Still, the industry’s Bring Your Own Device (BYOD) business-culture shift is telling. Digital data collection has taken a few steps forward, creating a colossal rift between classic surveying tools and modernized service approaches. The proof is in the pocket, as several smartphone-anchored innovations have redefined not only data collection methods—but data, itself. Let’s take a look:
First, GNN solutions deserve examination. In 2016, the software-defined Trimble Catalyst GNSS receiver empowered Android owners with real-time positioning. Even better: Its accuracy ranged from meter-level increments to centimeters.
The Trimble Catalyst is an incredible tool in its own right, boasting the constant adaptability surveying success stories are built upon. Now, Trimble Catalyst supports GLONASS GNSS satellite constellation signals. The service’s positioning is more robust than ever, and it’s available via a few clicks in the Google Play store.
Geographic Information Systems
GIS, the go-to tool for information and software compilation, viewing, management and analysis, is another mobile-made tech boom. Its implementation is so impactful, suggests the U.S. National Library of Medicine National Institutes of Health, that it’s become a staple in community surveying, route planning and transportation safety. Today, GIS is even utilized to determine cancer risks in relation to ground contamination.
The Luxury of Instant Access
While the above-mentioned technology innovations are certainly intuitive, their direct benefits often overshadow their latent, industry-wide benefits—which are far more impressive.
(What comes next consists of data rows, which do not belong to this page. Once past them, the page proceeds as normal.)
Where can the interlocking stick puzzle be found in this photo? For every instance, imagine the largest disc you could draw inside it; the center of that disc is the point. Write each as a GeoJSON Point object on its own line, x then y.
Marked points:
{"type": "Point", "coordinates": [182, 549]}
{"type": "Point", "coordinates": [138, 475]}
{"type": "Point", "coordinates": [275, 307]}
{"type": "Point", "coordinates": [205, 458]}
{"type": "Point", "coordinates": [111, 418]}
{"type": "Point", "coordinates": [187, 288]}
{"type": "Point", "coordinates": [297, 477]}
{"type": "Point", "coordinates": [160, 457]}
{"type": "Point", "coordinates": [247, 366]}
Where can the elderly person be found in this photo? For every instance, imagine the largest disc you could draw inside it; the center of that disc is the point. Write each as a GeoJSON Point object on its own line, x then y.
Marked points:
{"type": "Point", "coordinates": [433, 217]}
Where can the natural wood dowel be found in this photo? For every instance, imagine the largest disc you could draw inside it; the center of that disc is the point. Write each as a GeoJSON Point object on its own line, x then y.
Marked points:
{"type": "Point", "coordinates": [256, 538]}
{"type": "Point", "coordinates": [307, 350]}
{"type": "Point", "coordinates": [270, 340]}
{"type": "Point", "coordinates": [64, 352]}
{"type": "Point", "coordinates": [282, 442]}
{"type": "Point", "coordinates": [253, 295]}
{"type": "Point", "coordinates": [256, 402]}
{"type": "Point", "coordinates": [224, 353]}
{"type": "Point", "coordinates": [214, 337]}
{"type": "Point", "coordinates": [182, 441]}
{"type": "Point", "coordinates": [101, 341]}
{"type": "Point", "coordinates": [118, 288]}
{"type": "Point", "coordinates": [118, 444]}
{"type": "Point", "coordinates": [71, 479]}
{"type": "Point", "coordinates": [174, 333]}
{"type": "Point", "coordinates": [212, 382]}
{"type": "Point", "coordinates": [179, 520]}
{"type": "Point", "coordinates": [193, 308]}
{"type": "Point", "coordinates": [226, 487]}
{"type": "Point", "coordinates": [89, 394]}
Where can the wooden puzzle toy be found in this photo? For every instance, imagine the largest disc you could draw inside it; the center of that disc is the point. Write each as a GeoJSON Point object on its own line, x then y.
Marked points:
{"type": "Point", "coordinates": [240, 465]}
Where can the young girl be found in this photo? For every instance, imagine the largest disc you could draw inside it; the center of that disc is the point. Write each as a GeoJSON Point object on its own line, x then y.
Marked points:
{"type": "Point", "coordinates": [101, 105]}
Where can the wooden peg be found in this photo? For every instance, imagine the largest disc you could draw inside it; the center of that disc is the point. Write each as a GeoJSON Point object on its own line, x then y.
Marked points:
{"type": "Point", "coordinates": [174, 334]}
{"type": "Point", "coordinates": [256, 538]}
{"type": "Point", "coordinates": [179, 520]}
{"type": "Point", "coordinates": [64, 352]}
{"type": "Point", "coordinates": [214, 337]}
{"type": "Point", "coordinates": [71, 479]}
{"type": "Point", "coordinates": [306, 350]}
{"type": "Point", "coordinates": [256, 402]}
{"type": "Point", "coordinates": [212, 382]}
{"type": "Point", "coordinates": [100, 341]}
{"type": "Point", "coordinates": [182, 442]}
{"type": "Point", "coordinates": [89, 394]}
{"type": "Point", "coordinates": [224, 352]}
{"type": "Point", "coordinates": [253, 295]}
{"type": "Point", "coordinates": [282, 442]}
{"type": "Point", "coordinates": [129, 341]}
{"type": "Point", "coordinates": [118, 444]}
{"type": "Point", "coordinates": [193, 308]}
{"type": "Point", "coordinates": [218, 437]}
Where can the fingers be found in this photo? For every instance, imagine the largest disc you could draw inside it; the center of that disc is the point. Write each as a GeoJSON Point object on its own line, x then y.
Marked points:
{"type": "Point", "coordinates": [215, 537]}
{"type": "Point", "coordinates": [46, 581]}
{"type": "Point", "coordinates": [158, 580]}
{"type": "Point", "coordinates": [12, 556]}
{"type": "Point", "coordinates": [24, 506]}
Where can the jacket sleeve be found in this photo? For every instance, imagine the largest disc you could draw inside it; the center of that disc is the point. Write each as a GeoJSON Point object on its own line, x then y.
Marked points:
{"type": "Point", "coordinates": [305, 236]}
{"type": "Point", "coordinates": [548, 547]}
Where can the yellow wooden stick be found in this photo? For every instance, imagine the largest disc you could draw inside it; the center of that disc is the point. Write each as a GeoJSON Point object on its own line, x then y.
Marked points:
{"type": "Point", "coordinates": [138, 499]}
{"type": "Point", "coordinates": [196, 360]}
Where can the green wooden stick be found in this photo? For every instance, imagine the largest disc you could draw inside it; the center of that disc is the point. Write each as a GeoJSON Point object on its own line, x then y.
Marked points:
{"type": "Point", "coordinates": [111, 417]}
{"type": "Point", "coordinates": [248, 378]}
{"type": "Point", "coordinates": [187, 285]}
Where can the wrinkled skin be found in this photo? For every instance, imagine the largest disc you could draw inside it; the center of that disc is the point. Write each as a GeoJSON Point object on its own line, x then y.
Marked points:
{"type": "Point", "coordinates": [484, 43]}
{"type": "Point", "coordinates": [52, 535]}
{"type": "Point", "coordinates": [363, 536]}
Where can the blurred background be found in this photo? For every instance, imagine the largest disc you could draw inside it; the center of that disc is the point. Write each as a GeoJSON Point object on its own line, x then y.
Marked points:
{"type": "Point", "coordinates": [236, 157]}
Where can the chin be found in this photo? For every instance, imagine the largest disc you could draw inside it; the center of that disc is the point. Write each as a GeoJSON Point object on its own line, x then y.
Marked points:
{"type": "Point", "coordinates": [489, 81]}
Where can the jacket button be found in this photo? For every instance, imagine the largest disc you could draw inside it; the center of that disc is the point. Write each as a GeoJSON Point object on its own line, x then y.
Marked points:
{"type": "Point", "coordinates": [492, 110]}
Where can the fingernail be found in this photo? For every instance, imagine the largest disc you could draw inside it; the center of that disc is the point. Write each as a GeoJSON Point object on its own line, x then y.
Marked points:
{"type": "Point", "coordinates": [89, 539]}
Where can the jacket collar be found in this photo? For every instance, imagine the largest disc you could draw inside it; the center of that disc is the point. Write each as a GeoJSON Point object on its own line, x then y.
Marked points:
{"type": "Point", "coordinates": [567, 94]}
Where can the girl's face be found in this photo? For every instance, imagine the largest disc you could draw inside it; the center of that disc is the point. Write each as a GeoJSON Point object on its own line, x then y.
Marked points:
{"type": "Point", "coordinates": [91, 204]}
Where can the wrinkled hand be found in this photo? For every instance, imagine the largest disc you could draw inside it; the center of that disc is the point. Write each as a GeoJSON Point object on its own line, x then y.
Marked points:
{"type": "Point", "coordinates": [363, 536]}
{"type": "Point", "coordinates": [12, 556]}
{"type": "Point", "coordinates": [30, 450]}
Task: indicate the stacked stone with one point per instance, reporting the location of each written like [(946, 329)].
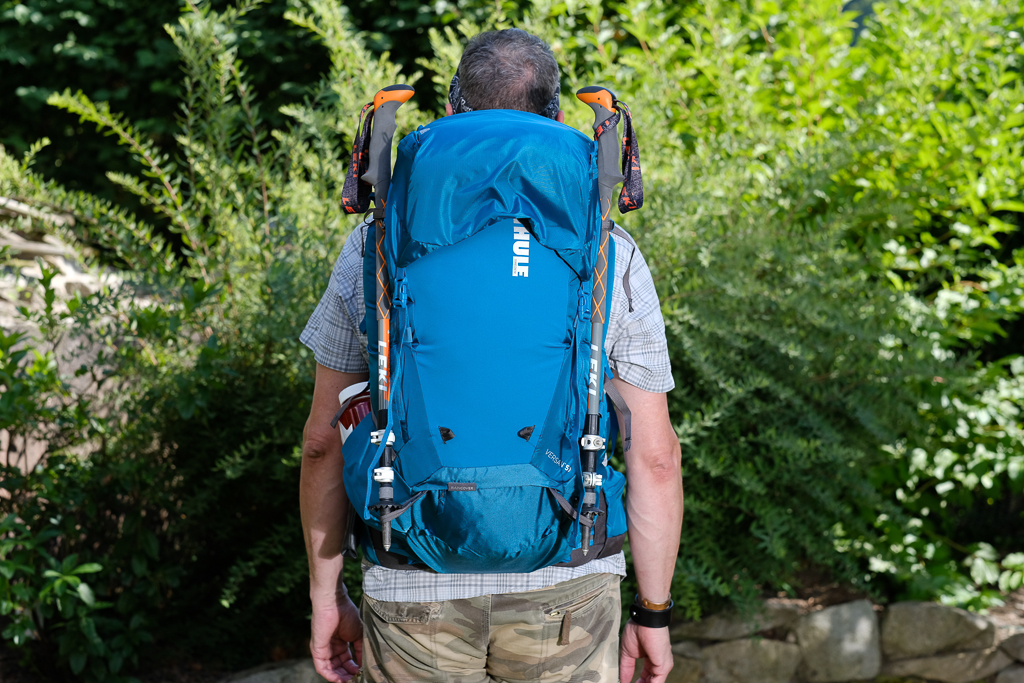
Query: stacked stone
[(847, 642)]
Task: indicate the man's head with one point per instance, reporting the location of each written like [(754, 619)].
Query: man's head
[(509, 70)]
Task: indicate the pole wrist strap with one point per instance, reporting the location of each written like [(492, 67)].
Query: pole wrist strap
[(650, 619)]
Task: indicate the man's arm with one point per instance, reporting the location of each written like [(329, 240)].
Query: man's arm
[(654, 508), (324, 507)]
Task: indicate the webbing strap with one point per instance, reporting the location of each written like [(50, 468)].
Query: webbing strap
[(632, 196), (626, 275), (394, 514), (624, 410), (355, 193), (568, 509)]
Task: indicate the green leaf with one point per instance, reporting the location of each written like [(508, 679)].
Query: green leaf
[(1008, 205), (77, 662), (86, 594)]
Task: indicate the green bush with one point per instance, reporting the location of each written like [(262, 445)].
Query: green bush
[(833, 226)]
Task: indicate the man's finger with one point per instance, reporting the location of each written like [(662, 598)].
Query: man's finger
[(325, 669), (657, 672), (627, 666)]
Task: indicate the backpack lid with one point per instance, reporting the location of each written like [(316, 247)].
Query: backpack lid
[(468, 171)]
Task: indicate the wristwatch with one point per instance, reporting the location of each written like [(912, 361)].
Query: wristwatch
[(651, 614)]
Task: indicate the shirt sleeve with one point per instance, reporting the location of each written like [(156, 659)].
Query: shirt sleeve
[(333, 331), (636, 345)]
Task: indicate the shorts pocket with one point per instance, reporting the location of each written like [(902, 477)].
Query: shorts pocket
[(404, 612)]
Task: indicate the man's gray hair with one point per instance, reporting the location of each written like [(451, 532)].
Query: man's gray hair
[(508, 70)]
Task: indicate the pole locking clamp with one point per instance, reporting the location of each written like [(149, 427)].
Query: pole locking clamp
[(375, 437)]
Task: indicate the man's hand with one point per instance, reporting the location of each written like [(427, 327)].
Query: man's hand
[(336, 642), (650, 644), (324, 505)]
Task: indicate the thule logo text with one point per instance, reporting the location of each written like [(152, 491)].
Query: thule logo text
[(520, 250)]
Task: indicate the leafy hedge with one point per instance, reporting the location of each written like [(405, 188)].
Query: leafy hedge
[(834, 226)]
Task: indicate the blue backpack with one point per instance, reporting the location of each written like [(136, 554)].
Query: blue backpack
[(492, 242)]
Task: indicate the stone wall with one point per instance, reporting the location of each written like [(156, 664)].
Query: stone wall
[(853, 641), (793, 641)]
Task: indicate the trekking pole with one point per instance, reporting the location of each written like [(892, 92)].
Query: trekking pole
[(602, 101), (386, 103)]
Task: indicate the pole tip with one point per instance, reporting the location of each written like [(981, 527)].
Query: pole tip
[(393, 93), (595, 94)]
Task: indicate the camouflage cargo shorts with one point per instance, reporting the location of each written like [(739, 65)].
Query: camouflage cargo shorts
[(567, 632)]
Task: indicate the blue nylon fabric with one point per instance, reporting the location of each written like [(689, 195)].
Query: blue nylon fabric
[(470, 170), (482, 352)]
The modern surveyor a two-year degree to gain traction in the surveying world. Then, six years of work experience is required to gain licensure. While a prospective surveyor can garner their degree credentials in a number of fields—such as engineering or mathematics—the industry’s barriers to entry are a little tighter than they seem at first glance.
Combating the Labor Shortage
The surveying industry is maintaining a steady pace, but several developments suggest a shortage in new hires. The International Federation of Surveyors created the 2006 Young Surveyors Network to foster new job opportunities. Meanwhile, the National Society of Professional Surveyors created its own Young Surveyors Network recently.
As groups attempt to employer existing and soon-to-be young surveyors, however, problems still exist. The Bureau of Labor Statistics depiction of cartographers, surveyors and photogrammetrists isn’t stratified, in terms of position-to-age reports. Each position is grouped together, which makes data specific to surveyors, in particular, nonspecific. Still, the numbers do exist: Of approximately 65,000 working surveyors, only 9,000 are under age 34.
The profession may need more job opportunity marketing, as the industry’s opportunities are frequently underappreciated by new entrants. Fortunately, the rise of mobile tech and incoming Millennials is expected to give the industry a breath of fresh air. While the job’s awareness spread is a little deficient, the inherent grasp on mobile tech in younger age groups—in years to come—will reshape the industry as a whole.